Part of IBM's big cloud investments was the acquisition of SoftLayer in the summer of 2013. It followed up with pledging an initial $1.2 billion investment in cloud infrastructure in support of 15 new data centers.
IBM has opened 13 SoftLayer data centers in the last 10 months--data centers in Montreal and Australia are recent additions--and is planning more this year.IBM Cloud builds a local team on the ground with each new facility.
The second Netherlands data center is securely connected to the rest of the global SoftLayer data center footprint. In Europe, SoftLayer operates data centers in the greater London area, Paris, and Frankfurt, in addition to two in Amsterdam.
“This new facility demonstrates the demand and success IBM Cloud is having at delivering high-value services right to the doorstep of our clients,” said James Comfort, IBM General Manager of Cloud Services. “We’re reaching customers in a way that takes all the guess work out of moving to the cloud. They can build and scale applications, run the toughest big data workloads, have the level of security they need, all in country and connected to a truly global platform."

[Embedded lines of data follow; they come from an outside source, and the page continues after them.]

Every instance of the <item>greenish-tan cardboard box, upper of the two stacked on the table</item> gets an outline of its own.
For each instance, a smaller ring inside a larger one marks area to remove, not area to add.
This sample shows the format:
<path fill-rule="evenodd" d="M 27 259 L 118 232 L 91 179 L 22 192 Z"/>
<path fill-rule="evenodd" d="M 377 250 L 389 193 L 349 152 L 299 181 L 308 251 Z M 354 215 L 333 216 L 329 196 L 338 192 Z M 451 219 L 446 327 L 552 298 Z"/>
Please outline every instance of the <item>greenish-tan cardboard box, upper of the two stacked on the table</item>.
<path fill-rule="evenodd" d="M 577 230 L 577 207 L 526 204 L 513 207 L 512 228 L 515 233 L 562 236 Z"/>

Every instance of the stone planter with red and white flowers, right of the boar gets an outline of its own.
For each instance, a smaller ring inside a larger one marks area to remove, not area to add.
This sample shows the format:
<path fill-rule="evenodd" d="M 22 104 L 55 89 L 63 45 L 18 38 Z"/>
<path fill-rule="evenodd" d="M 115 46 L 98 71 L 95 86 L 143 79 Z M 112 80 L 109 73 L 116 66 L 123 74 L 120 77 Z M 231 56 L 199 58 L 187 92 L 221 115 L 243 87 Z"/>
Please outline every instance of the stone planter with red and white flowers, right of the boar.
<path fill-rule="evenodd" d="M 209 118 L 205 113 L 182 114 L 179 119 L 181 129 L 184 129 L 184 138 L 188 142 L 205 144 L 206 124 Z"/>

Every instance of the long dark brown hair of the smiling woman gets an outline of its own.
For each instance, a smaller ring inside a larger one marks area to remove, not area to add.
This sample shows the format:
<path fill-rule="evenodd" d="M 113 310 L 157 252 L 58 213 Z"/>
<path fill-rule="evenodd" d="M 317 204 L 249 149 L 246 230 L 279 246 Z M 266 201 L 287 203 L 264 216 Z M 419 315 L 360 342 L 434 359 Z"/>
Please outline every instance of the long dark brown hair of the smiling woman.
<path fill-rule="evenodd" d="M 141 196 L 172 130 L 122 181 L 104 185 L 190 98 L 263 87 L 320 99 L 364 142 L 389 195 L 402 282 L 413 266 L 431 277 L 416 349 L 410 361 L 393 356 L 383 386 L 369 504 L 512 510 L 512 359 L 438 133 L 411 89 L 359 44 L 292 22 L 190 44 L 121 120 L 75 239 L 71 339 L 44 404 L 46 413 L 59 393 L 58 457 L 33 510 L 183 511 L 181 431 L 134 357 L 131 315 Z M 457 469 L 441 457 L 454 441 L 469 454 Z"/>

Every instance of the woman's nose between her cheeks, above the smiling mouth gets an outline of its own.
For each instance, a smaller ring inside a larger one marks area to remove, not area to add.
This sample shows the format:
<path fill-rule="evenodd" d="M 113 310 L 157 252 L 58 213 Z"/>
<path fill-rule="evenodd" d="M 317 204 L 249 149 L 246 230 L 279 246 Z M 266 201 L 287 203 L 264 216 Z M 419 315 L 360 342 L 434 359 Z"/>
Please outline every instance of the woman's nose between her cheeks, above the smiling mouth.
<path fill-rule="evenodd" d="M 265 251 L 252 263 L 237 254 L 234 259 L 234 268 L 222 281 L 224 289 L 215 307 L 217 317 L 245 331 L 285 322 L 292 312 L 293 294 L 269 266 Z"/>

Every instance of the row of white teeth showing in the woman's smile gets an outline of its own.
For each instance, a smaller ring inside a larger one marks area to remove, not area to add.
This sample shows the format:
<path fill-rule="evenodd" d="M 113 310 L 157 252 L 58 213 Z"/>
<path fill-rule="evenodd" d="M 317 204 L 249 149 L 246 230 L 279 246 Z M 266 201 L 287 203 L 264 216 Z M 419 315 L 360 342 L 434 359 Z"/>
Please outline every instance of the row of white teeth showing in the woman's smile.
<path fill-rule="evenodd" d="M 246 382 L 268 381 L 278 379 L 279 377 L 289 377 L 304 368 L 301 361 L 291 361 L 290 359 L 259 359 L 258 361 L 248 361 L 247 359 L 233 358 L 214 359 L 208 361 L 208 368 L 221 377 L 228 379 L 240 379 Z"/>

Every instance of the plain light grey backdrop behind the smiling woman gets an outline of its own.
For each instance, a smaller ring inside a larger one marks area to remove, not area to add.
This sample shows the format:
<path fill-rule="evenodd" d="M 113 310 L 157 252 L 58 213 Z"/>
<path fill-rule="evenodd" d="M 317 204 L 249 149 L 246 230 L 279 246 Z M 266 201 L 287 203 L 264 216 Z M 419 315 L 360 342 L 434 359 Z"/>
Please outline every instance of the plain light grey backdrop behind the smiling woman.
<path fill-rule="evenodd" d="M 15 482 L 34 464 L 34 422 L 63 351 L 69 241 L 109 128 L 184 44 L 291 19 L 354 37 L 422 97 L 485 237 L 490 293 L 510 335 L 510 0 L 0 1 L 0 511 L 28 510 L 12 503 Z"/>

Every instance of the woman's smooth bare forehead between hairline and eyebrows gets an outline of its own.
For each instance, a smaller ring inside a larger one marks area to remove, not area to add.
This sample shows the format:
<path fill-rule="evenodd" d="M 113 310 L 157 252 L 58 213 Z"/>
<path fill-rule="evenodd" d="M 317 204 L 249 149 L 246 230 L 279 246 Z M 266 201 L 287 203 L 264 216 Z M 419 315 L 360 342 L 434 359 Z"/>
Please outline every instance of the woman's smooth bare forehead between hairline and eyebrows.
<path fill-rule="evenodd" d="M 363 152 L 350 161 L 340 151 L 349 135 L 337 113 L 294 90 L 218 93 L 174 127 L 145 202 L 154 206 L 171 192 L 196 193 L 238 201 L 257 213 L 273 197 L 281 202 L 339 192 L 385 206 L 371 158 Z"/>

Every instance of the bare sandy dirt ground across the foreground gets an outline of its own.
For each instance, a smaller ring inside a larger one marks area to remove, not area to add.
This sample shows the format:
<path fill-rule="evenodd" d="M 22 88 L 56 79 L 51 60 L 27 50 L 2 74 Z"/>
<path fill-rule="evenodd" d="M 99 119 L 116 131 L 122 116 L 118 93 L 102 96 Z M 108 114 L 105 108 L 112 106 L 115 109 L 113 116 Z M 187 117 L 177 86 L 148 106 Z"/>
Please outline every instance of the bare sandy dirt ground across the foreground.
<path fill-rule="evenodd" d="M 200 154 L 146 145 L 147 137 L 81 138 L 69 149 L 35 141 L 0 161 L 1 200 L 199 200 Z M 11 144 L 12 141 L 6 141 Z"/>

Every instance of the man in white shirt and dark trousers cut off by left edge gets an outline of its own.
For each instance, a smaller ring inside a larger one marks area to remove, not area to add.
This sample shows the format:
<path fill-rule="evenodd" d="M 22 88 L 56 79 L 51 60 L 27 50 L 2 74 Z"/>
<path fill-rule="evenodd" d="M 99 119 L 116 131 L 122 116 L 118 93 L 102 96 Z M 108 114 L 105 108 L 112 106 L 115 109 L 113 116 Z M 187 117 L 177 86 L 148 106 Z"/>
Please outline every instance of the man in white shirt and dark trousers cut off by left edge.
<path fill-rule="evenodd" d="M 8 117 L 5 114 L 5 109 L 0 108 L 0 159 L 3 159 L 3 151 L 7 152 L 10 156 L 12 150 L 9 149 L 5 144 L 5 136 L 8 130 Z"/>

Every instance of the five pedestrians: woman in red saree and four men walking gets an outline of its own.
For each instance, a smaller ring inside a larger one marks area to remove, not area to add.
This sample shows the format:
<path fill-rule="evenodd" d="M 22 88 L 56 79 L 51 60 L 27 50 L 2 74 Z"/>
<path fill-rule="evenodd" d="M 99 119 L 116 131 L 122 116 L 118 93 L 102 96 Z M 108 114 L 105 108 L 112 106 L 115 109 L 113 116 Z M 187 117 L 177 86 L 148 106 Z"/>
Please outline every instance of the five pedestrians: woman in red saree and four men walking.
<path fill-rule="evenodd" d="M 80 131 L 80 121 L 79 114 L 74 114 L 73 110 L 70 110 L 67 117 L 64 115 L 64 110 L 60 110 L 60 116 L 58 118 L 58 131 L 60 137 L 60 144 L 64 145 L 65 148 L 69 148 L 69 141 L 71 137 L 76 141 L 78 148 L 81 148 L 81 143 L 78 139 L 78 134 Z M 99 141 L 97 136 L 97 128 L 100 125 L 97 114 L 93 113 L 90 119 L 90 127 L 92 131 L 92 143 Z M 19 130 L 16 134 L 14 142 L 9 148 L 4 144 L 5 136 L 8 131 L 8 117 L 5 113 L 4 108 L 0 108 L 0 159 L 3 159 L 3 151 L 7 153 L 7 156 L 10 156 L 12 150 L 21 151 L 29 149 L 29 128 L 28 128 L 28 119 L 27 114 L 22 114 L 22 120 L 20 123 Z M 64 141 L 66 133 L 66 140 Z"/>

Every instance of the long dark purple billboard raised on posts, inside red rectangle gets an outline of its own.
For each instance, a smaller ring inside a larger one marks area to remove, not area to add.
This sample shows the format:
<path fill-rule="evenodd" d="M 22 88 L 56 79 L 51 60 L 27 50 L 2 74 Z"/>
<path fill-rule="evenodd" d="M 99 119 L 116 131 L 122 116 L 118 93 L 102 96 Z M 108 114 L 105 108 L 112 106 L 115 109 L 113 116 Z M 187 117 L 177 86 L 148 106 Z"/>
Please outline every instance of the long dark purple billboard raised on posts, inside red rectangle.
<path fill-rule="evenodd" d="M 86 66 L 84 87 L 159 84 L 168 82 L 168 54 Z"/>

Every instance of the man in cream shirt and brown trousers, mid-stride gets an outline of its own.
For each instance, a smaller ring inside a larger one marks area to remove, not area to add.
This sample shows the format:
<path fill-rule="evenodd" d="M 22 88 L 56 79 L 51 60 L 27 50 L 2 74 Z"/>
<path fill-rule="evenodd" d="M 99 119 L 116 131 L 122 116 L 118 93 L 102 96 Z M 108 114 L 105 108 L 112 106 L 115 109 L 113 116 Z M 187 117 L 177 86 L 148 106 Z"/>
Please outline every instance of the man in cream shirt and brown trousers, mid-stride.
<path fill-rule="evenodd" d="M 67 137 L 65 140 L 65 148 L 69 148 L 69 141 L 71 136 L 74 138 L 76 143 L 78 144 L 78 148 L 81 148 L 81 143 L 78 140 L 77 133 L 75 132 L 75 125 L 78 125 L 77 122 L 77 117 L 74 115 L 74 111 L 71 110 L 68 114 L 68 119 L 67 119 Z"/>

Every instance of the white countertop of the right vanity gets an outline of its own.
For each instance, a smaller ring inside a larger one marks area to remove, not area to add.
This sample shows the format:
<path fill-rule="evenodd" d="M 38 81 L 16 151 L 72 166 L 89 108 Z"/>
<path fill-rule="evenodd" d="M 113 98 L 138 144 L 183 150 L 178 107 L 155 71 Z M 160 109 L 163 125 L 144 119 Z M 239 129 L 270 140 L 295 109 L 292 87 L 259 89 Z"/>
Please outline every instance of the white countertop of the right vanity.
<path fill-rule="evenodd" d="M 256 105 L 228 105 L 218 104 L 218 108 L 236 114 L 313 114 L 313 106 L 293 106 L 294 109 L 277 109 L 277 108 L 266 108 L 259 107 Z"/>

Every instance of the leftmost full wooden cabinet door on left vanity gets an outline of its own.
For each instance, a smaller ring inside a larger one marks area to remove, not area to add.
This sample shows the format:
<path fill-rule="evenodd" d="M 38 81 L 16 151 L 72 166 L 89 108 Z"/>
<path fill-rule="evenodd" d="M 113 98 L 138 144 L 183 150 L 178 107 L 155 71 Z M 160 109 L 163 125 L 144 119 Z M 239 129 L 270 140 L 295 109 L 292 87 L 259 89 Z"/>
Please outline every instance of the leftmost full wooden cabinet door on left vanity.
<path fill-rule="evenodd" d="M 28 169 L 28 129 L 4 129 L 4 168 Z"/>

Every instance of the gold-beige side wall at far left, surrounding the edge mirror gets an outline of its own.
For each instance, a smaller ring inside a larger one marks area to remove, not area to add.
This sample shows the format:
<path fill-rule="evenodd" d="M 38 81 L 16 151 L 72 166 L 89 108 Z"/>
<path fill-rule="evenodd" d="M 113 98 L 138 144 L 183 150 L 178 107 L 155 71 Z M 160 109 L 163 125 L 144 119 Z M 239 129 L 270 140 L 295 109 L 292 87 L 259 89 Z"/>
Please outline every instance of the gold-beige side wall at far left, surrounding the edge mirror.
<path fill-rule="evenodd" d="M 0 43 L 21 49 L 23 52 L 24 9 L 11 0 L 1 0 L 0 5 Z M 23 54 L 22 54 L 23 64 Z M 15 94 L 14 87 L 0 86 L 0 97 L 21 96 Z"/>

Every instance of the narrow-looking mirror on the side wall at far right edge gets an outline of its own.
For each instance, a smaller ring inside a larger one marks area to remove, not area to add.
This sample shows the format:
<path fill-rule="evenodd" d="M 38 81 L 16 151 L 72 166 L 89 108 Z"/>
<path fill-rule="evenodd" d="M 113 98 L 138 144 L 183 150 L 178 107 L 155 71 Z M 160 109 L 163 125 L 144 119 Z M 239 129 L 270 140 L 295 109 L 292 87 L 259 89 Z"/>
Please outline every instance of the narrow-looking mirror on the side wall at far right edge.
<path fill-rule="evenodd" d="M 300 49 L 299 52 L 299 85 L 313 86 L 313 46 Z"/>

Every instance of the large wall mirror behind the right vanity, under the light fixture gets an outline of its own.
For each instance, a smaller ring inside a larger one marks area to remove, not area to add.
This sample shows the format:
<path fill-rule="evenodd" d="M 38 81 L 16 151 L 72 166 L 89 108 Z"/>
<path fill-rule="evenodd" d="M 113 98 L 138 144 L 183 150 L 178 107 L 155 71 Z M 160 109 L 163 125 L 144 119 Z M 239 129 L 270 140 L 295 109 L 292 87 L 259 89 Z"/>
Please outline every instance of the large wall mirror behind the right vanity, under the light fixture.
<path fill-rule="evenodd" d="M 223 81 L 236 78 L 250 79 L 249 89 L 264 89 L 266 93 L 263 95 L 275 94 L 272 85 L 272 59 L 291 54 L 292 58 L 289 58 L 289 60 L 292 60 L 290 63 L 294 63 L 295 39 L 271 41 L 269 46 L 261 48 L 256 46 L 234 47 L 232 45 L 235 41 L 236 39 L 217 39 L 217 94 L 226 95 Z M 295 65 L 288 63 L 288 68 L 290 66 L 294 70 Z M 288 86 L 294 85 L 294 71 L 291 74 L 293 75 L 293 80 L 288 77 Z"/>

Dutch IT and telecommunications service provider KPN is an existing customer that sells IBM cloud services built on SoftLayer infrastructure. The second Netherlands data center will allow it to expand its value added services.
“With our partnership with SoftLayer, our end users will be able to take advantage of cloud services that not only meet their in-country data residency requirements, but will also offer a choice between three IaaS options: bare metal servers, single-tenant and multi-tenant virtual machines, for most optimized performance, security, scalability and manageability,” said Louis Rustenhoven, director Marketing & Sales KPN Business Market.